Per entrare alla grande nel mondo dei grandi.
Elio e Rocco Tanica a Pordenone
sabato 24 settembre 2005

entro emozionatissima nel nuovo teatro verdi di pordenone. come tutte le prime volte, la sensazione è un misto di paura, aspettativa, tensione, dolore di un attimo. e nel momento successivo a quello in cui ti è mancato il fiato per un secondo, senti, come un treno in lontananza, che qualcosa di piacevole sta correndo verso di te, e presto ti investirà con tutta la sua potenza.
2 poltrone bianche.
tavolino con le bottigliette d'acqua.
tastiera.
tastiera?? GODOH! direbbe un mio amico (o forse userebbe un verbo diverso. ma il concetto è simile).
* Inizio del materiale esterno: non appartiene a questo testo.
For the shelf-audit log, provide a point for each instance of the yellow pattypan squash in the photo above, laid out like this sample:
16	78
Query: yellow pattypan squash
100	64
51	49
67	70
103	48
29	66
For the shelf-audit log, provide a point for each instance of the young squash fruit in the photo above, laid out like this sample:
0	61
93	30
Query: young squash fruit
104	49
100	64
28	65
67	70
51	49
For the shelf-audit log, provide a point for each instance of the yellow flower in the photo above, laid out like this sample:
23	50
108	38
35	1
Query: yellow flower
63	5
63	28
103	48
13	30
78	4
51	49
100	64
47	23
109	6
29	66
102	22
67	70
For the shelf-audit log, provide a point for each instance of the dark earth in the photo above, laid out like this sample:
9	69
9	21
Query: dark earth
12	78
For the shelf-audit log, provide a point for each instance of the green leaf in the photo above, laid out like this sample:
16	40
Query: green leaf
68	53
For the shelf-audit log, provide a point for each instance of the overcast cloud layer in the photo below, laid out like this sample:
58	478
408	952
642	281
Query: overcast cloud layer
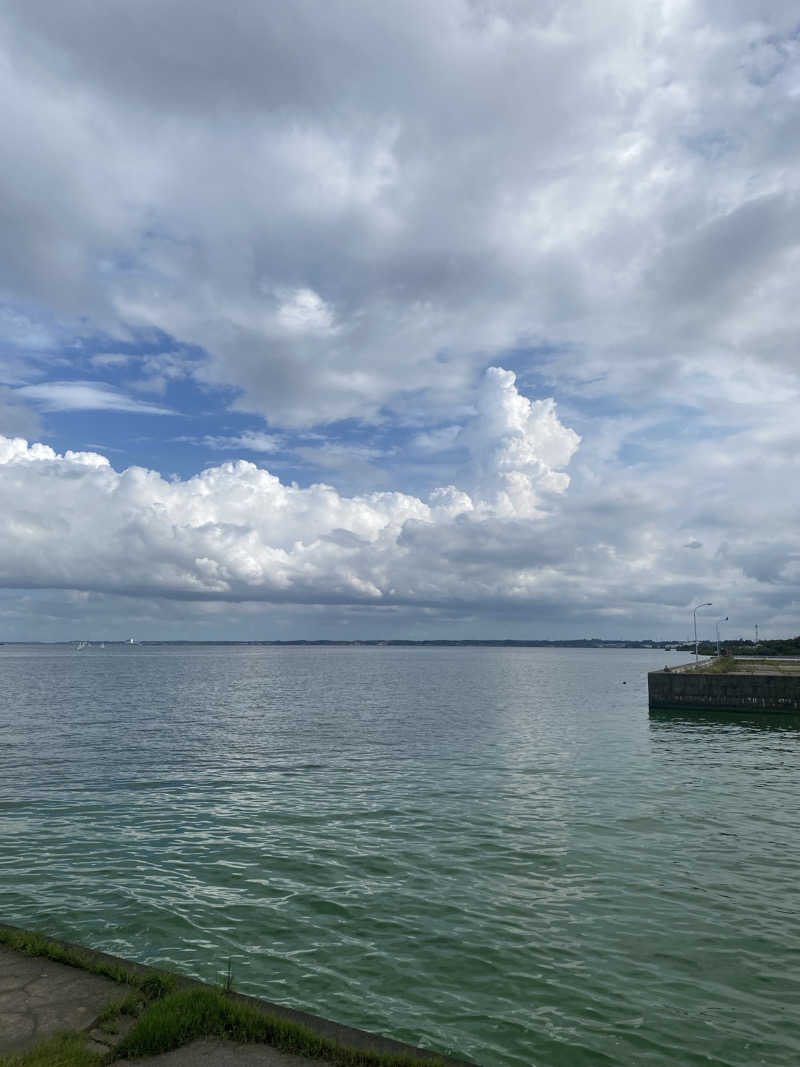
302	233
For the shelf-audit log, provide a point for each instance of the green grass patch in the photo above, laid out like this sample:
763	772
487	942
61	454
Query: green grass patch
170	1017
67	1049
36	944
720	665
190	1014
153	984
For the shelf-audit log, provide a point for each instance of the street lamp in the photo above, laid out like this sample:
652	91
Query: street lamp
720	620
694	614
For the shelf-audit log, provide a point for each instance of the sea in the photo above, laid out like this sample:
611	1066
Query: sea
497	854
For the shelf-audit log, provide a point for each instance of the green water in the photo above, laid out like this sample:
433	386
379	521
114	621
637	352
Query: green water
495	853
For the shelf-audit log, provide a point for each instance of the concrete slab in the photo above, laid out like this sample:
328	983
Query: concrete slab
40	997
214	1053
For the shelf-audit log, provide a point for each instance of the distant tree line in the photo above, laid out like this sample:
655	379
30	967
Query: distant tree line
778	647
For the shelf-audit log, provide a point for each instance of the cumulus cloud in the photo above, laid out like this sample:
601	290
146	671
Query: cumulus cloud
236	531
348	212
352	205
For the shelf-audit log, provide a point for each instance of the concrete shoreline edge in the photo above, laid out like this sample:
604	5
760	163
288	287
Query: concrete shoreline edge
348	1036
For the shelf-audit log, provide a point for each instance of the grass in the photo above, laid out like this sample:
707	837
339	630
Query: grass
181	1017
720	665
169	1017
36	944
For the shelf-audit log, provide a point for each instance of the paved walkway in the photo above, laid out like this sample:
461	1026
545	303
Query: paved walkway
213	1053
40	997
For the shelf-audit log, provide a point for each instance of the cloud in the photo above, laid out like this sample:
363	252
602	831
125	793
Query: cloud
355	212
85	396
237	532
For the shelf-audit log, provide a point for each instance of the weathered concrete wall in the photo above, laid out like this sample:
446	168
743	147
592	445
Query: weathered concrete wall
731	693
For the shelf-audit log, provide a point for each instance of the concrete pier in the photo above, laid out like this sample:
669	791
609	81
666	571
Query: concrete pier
748	686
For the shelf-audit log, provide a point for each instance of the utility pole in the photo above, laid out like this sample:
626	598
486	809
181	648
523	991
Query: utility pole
721	620
694	616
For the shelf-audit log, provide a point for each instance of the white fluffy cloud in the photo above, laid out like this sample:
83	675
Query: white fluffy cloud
348	211
346	205
236	531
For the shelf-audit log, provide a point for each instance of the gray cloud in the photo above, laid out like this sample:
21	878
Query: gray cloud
353	208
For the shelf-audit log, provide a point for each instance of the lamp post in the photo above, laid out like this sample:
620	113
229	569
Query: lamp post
718	622
694	615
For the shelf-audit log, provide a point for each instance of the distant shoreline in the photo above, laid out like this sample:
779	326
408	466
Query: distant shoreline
474	642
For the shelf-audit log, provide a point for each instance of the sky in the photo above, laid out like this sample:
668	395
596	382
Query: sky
403	320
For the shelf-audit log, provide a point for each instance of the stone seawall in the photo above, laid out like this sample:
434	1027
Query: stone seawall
725	693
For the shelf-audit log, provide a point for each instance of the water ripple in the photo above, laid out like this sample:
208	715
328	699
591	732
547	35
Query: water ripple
493	853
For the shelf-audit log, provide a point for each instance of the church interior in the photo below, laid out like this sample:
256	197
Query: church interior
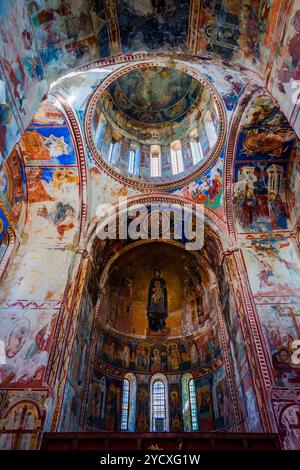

mi sistemo comodamente in prima fila. alla mia destra, la minorenne. alla mia sinistra, mitch. che tiri mancini che fa il destino, a volte.
il teatro va via via riempiendosi, quasi alla stessa velocità con cui io e la minorenne imbottiamo la testa di mitch di "che bello sergino", "che uomo sergino", "che mani sergino", "che stella sergino" e altre variazioni sul tema che però finiscono sempre in "sergino".
ore 20.46: elio e rocco tanica (per l'occasione proprio rocco tanica) salgono sul palco, e per noi che siamo in prima fila sembra di essere seduti nel loro stesso salotto.
elio: "grazie per averci invitati a pordenonelegge. c'è voglia di legge in italia, di rispetto per le leggi..."
rocco tanica lo avvicina e gli sussurra in un orecchio "legge non nel senso di legge, ma nel senso di leggere... di libri..."
tutto da rifare, come direbbe pizzul.
elio "grazie per averci invitati a pordenonelegge, nel senso di leggere, anche se sarebbe stato molto più comodo pordenonelibri...".
ahuahhuahauhauaua.
rocco tanica: "grazie per quest'invito a pordenone-lecce, quindi questi estremi che per un giorno si toccano...".
elio lo scuote e lo avvisa del nuovo equivoco. io e la minorenne ci gemelliamo in un neologismo scaturito per l'occasione... ROCCOH... verbo che indica il massimo grado di piacere che una donna può provare stando seduta a teatro. ma forse estensibile ad altri contesti (vi faremo sapere).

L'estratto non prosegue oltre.